I am profiling APIs as part of my partnership with Streamdata.io, and my continued API Stack work. As part of my work, I am creating OpenAPI, Postman Collections, and APIs.json indexes for APIs in a variety of business sectors, and as I’m finishing up the profile for ParallelDots machine learning APIs, I am struck (again) by the importance of tags within OpenAPI definitions when it comes to defining what any API does, and something that will have significant effects on the growing machine learning, and artificial intelligence space.

While profiling ParallelDots, I had to generate the OpenAPI definition from the Postman Collection they provide, which was void of any tags. I went through the handful of API paths, manually adding tags for each of the machine learning resources. I’m adding tags like sentiment, emotions, semantics, taxonomy, and classification, to each path. Trying to capture what resources were available, allowing for the discovery, filtering, and execution of each individual machine learning model being exposed using a simple web API. While the summary and description explain what each API does to developers, the tags are really the precise meaning in a machine readable context.

In the fast moving, abstract realm of machine learning, and artificial intelligence it can be difficult to truly understand what each API does, or doesn’t do. I struggle with it, and I’m pretty well versed in what is possible and not possible with machine learning. Precise tagging provide us with a single definition of what each machine learning API does, setting a baseline of understanding for putting ML APIs to work. Something that if I consistently apply across all of the machine learning APIs I’m profiling, I can can begin honing and dialing in my catalog of valuable API resources, and begin creating a coherent map of what is possible with machine learning APIs–helping ground us in this often hyped realm.

Once I have a map of the machine learning landscape established, I want to continue evolving my API ranking strategy to apply specifically to machine learning models being exposed via APIs. Not just understanding what they do, but also the quality of what they do. Are the machine algorithms delivering as advertised? Which APIs have a consistent track record in not just the reliability of the APIs, but also the reliability of the responses. Further bringing clarity to the fast moving, venture capital fueled, magical, mystical realm of artificial intelligence. Helping average business consumers better understand which APIs they can depend on, and which ones they might want to avoid.

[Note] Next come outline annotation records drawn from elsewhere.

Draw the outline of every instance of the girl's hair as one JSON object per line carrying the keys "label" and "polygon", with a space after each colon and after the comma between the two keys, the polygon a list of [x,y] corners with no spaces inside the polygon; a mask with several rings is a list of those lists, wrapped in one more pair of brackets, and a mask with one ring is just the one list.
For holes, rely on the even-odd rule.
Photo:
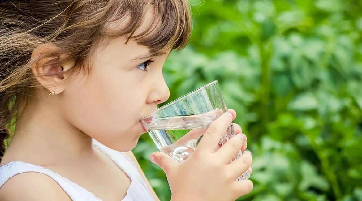
{"label": "girl's hair", "polygon": [[[95,48],[114,37],[148,47],[151,52],[181,50],[191,31],[187,0],[28,0],[0,2],[0,161],[16,119],[33,100],[39,87],[30,60],[37,47],[51,44],[54,52],[42,56],[54,58],[48,65],[67,61],[75,63],[72,72],[87,68]],[[22,3],[20,3],[22,2]],[[148,28],[135,35],[146,13],[153,18]],[[114,22],[126,25],[116,30]],[[157,52],[156,52],[157,53]],[[67,55],[63,58],[60,55]],[[87,63],[87,64],[85,64]],[[88,67],[87,68],[87,67]],[[70,73],[71,72],[70,71]],[[68,72],[67,72],[68,73]],[[70,75],[74,73],[70,73]]]}

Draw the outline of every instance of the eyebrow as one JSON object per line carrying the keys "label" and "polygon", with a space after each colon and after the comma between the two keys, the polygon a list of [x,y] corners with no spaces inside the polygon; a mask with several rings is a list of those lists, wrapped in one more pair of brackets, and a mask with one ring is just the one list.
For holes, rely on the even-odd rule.
{"label": "eyebrow", "polygon": [[162,52],[148,52],[145,54],[140,55],[137,57],[132,59],[132,61],[138,61],[141,60],[144,60],[146,59],[151,58],[154,56],[161,55],[165,54],[165,53]]}

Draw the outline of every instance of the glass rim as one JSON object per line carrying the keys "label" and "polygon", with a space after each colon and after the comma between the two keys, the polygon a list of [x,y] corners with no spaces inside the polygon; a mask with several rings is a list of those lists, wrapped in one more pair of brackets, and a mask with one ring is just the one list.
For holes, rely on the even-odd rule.
{"label": "glass rim", "polygon": [[186,98],[187,97],[189,97],[189,96],[191,96],[191,95],[193,95],[194,94],[196,94],[196,93],[200,91],[201,91],[202,89],[205,89],[206,88],[209,87],[210,86],[213,85],[215,85],[215,84],[217,84],[217,83],[218,83],[218,81],[217,80],[214,80],[214,81],[212,81],[212,82],[210,82],[209,83],[206,84],[206,85],[203,85],[203,86],[201,86],[201,87],[199,87],[199,88],[198,88],[195,89],[195,90],[194,90],[193,91],[192,91],[191,92],[189,93],[188,93],[187,94],[185,94],[184,95],[183,95],[183,96],[181,96],[181,97],[180,97],[178,98],[177,98],[177,99],[174,100],[172,100],[172,101],[171,101],[171,102],[170,102],[169,103],[166,104],[164,106],[163,106],[161,107],[160,107],[159,108],[157,108],[157,110],[156,110],[154,112],[151,112],[151,113],[150,113],[150,114],[147,115],[146,115],[145,116],[142,117],[140,118],[140,120],[143,119],[144,119],[144,118],[145,118],[146,117],[148,117],[148,116],[149,116],[150,115],[152,115],[154,114],[155,113],[157,113],[158,112],[160,111],[160,110],[163,110],[163,109],[165,109],[165,108],[168,107],[170,107],[170,106],[173,105],[173,104],[175,104],[176,103],[176,102],[177,102],[178,101],[179,101],[179,100],[180,100],[181,99],[184,99]]}

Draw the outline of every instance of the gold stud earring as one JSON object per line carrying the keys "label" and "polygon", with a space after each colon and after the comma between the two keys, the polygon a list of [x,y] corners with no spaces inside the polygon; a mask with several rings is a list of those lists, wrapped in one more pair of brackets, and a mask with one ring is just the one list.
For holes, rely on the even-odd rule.
{"label": "gold stud earring", "polygon": [[53,91],[51,92],[49,92],[49,94],[48,95],[55,95],[55,91],[56,91],[56,89],[57,88],[56,88],[54,90],[54,91]]}

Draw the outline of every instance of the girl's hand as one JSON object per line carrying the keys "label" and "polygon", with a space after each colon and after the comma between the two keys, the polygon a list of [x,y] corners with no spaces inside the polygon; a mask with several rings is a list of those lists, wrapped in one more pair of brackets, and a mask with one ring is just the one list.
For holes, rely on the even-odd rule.
{"label": "girl's hand", "polygon": [[151,155],[151,161],[166,173],[172,200],[235,200],[251,191],[250,180],[236,180],[251,167],[250,152],[244,151],[240,158],[230,163],[242,147],[246,148],[246,137],[239,125],[234,129],[239,133],[215,151],[233,119],[231,113],[235,114],[233,110],[229,112],[211,124],[195,151],[185,161],[178,163],[160,152]]}

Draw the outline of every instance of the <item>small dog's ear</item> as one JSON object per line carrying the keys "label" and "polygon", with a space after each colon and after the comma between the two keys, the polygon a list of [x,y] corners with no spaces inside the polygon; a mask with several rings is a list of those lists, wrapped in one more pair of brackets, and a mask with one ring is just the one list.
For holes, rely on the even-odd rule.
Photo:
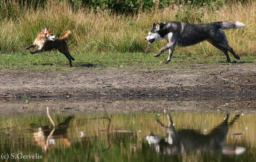
{"label": "small dog's ear", "polygon": [[159,23],[157,23],[156,24],[156,29],[157,31],[159,31],[160,30],[160,25],[159,25]]}
{"label": "small dog's ear", "polygon": [[43,30],[42,30],[43,32],[44,33],[46,33],[46,28],[45,28],[45,27],[44,27],[43,28]]}

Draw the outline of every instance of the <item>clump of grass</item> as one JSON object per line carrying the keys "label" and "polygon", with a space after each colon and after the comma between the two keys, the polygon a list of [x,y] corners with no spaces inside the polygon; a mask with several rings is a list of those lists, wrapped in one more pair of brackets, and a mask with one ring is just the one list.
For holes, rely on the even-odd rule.
{"label": "clump of grass", "polygon": [[[256,51],[256,24],[252,21],[256,18],[255,2],[243,5],[234,3],[221,7],[174,5],[126,15],[117,14],[109,10],[95,12],[86,7],[74,10],[65,0],[49,0],[44,4],[45,6],[54,7],[31,7],[26,3],[12,2],[6,0],[0,4],[1,12],[7,10],[5,12],[11,13],[6,13],[6,15],[16,13],[12,18],[2,18],[3,20],[0,23],[1,53],[23,52],[24,47],[33,42],[44,26],[51,28],[58,36],[66,30],[71,30],[72,35],[68,42],[71,53],[155,53],[166,42],[163,41],[149,45],[144,38],[153,23],[172,20],[196,23],[228,20],[243,22],[246,25],[244,28],[225,30],[230,46],[238,54],[253,55]],[[15,7],[11,8],[12,4]],[[210,56],[216,52],[221,53],[207,42],[176,50],[175,53],[178,51]]]}

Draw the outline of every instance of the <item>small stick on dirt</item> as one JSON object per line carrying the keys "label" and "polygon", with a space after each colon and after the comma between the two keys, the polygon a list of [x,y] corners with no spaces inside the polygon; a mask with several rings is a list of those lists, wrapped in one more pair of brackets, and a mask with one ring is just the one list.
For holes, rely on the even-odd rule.
{"label": "small stick on dirt", "polygon": [[52,117],[50,115],[50,114],[49,113],[49,107],[47,106],[46,107],[46,111],[47,113],[47,116],[48,116],[48,118],[49,118],[49,119],[51,121],[51,122],[52,123],[52,126],[53,126],[53,127],[54,128],[56,127],[56,125],[55,125],[55,123],[54,122],[54,121],[52,120]]}
{"label": "small stick on dirt", "polygon": [[227,79],[225,79],[225,78],[223,78],[222,77],[221,77],[219,76],[219,77],[221,79],[221,80],[222,80],[222,81],[228,81],[229,82],[231,82],[232,83],[233,83],[233,82],[235,82],[234,81],[229,81]]}

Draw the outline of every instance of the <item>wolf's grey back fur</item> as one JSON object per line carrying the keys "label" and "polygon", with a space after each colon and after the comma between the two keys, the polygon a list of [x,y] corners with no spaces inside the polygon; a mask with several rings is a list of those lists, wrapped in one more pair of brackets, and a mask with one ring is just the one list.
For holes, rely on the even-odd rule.
{"label": "wolf's grey back fur", "polygon": [[230,61],[228,51],[232,53],[236,58],[239,59],[239,56],[229,46],[228,39],[221,29],[236,28],[245,26],[245,25],[243,23],[231,21],[197,24],[177,21],[157,24],[156,26],[158,29],[153,26],[150,33],[157,33],[162,38],[166,40],[168,43],[154,56],[158,57],[164,50],[169,49],[169,57],[167,60],[163,62],[167,63],[170,61],[176,45],[189,46],[207,40],[225,54],[227,62]]}

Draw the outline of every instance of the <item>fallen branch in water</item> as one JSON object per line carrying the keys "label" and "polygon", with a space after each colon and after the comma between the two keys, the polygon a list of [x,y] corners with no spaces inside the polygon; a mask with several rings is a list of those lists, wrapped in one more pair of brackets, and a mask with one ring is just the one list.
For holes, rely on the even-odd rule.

I’m hoping my API Stack profiling will encourage more API providers to begin doing the heavy lifting of creating OpenAPI definitions, complete with tags themselves. We are always going to need the participation of the community to help make sure they are complete, and as meaningful as they can, but API providers will need to step up and invest in the process whenever possible. As the machine learning and artificial intelligence realms mature, we are going to need a meaningful vocabulary for describing what it is they do, and a ranking system for sorting out the good, the mediocre, and the bad. We’ll need all of this to be contained within the machine readable definitions we are using for discovery, and at runtime, allowing us to automate more efficiently using machine learning APIs.